I’m Jean, I was born in 1937, in Paris. My childhood was very hard both for myself and my two brothers and two sisters. My father as a policeman worked enormously to feed us and to bring us up. In the 50’s, my father was transferred to Chambéry. Leaving Paris had been one of the biggest disruptions of my life. Arriving in Savoy, I managed to get by very quickly, I became quickly independent. At fourteen years old, I became a pork butcher’s assistant in Annecy. I left my family so as not to have to do the journey every day from Chambéry to Annecy. I was put up at my employer’s home. I was exploited, I only ate scraps of food. I slept on a wooden plank. Conditions were very hard and very disagreeable. But my life became even more of a nightmare when I began my military service. At the age of nineteen, the age of innocence, of beautiful meetings. We knew that we would participate, that the war killed. But we only fully realized when we were on the battle ground. In 1956 I was nineteen years old and my military service began. I was sent to Algeria as my father had been before me. Leaving my mother, my brothers and my sisters was a heartbreaking experience. To find myself all alone in a truck surrounded by soldiers as young as me, to think that it was maybe the last time that I would ever see my family. I was very awkward young man and it was such a tough experience. Arriving in Algeria, we knew that we had to kill Fellagha, to look for enemies.

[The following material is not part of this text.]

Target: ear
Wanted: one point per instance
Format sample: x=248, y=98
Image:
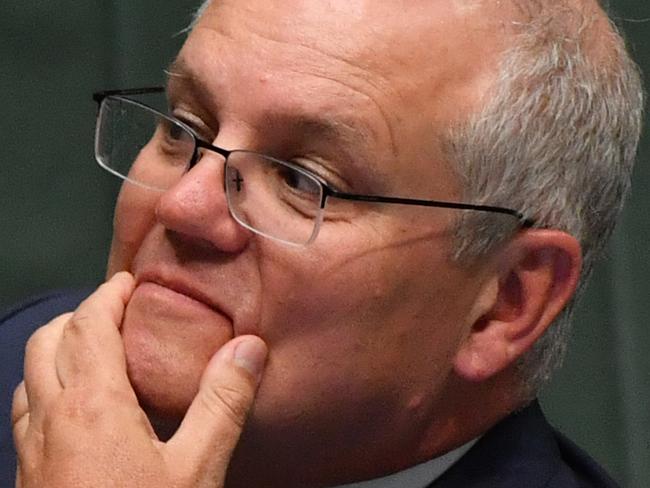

Each evening, when we slept, we had to divide roles, some did the lookout to watch the enemies arriving because often, we were attacked at night. Sleeping on the floor, under my mosquito net, I was suddenly woken up by the bark of my dog. My dog saved my skin because there was a Fellegha above my head with a dagger. He was ready to cut my throat. I had the fear of my life. But he ran away. It was very traumatic for me. The more days went by, the more difficult it was for me to stand the war both morally and physically.

We had the right to have leave for about fifteen days to pay a visit to our family. On the way to France, we had a break in Briançon. On one particular evening, to try to forget the terror of the war, we went to a dance. I had a splendid meeting, a beautiful woman with blue open wide eyes, with beautiful long hair which flew in the same way as her dress which made a perfect outline. I completely fell under her charm. Since this day, we swore that we would write to each other each day. And from my journey home, till the end of my military service, we wrote to each other every day.

But, in between time, my leave came to an end. Back to reality, I was travelling on the dry road in a Jeep in a convoy of military vehicles when thousands of missile were aimed at the French. I lost many friends during these ambushes. I saw them die before my eyes. It is a memory that I will never forget. At the end of my military service, I met my sweetheart Marie-Jeanne, we married in 1960. I started a family. I was the happiest father in the world, such an improvement in my life after my dreadful adventure in Algeria. It isn’t impossible to forget this war, it is part of me, I keep in my skin, my flesh to this day, the painful memory of this war.